1. Visualizing model fit
There are several plots that can quantify the performance of a model. We'll look at these plots and their interpretation first, then the code to draw them.
2. Hoped for properties of residuals
If a linear regression model is a good fit, then the residuals are approximately normally distributed, with mean zero.
3. Bream and perch again
Earlier we ran models on the bream and perch datasets. From looking at the scatter plots with linear trend lines, it appeared that the bream model was a reasonable fit, but the perch model wasn't because the observed masses increased faster than linearly with the lengths.
4. Residuals vs. fitted values
The first diagnostic plot is of residuals versus fitted values. The blue line is a LOESS trend line, which is a smooth curve following the data.
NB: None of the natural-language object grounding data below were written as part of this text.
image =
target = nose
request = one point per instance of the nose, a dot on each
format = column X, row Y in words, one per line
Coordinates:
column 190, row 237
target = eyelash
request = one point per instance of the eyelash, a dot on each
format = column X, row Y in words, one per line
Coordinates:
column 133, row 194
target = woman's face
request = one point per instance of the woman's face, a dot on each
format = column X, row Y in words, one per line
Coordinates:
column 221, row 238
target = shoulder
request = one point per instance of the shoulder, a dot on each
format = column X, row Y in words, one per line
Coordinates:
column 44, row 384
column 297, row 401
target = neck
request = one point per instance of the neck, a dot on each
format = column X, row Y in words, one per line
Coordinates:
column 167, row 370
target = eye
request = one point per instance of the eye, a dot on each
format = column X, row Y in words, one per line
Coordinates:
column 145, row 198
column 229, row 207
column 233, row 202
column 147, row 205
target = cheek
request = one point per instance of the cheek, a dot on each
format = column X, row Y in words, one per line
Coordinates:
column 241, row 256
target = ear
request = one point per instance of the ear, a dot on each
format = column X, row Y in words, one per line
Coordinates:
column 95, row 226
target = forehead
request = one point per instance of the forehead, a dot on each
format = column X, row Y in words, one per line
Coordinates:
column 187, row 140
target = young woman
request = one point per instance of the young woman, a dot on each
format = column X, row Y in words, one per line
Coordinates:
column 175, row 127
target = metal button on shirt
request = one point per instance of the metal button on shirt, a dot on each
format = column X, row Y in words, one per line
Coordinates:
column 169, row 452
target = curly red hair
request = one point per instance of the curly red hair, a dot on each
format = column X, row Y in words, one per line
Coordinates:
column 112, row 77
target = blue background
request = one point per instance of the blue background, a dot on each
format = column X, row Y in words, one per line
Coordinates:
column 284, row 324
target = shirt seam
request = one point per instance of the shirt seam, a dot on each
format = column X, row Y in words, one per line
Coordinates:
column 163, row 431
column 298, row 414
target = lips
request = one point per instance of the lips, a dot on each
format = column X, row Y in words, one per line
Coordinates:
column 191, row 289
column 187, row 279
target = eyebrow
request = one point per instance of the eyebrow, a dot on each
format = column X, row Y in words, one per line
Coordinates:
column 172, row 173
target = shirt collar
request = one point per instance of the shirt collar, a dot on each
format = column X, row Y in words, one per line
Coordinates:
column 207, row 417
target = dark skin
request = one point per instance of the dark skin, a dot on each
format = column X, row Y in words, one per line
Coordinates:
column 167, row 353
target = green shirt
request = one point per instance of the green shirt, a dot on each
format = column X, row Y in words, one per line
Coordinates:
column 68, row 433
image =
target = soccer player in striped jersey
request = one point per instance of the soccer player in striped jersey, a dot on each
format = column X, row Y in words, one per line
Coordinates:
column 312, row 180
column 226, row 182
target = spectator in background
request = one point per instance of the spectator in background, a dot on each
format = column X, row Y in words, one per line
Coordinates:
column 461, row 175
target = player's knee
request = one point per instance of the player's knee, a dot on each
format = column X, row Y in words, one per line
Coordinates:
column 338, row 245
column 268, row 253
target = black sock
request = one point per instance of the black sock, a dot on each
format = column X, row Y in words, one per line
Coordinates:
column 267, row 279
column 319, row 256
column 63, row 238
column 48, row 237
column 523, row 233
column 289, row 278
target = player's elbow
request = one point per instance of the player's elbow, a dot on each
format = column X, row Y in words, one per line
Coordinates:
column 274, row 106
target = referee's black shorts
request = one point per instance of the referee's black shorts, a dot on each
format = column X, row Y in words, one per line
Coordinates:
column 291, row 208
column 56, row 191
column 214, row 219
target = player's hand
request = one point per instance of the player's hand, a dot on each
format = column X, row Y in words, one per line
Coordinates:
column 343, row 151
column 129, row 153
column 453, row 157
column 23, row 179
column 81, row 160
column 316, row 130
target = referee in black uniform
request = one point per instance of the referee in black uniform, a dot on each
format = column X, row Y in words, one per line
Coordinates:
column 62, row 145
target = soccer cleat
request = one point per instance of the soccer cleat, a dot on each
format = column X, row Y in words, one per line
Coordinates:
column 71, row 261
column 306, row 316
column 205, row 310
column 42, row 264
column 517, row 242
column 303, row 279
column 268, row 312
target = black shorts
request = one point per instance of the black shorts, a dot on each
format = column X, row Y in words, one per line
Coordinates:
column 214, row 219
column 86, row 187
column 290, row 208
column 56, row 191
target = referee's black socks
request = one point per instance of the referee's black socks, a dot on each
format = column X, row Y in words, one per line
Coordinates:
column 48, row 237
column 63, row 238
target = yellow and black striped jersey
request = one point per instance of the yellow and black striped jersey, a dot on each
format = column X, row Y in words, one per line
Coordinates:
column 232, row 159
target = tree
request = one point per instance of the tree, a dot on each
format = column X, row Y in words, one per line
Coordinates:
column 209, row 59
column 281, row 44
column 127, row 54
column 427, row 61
These aren't good for making predictions with, but are useful for visualizing trends.
If residuals met the assumption that they are normally distributed with mean zero, then the trend line should closely follow the y equals zero line on the plot. For the bream dataset, this is true.
By contrast, the perch model doesn't meet the assumption. The residuals are above zero when the fitted value is small or big, and below zero in the middle.
5. Q-Q plot
The second plot type is called a Q-Q plot. It shows whether or not the residuals follow a normal distribution.
On the x-axis, the points are quantiles from the normal distribution. On the y-axis, you get the standardized residuals, which are the residuals divided by their standard deviation.
It sounds technical, but interpreting this plot is easy. If the points track along the straight line, they are normally distributed. If not, they aren't.
Here, most of the bream points follow the line closely. Two points at each extreme don't follow the line. These are labelled 14 and 30, which correspond to the row of the bream dataset where the bad residuals occur.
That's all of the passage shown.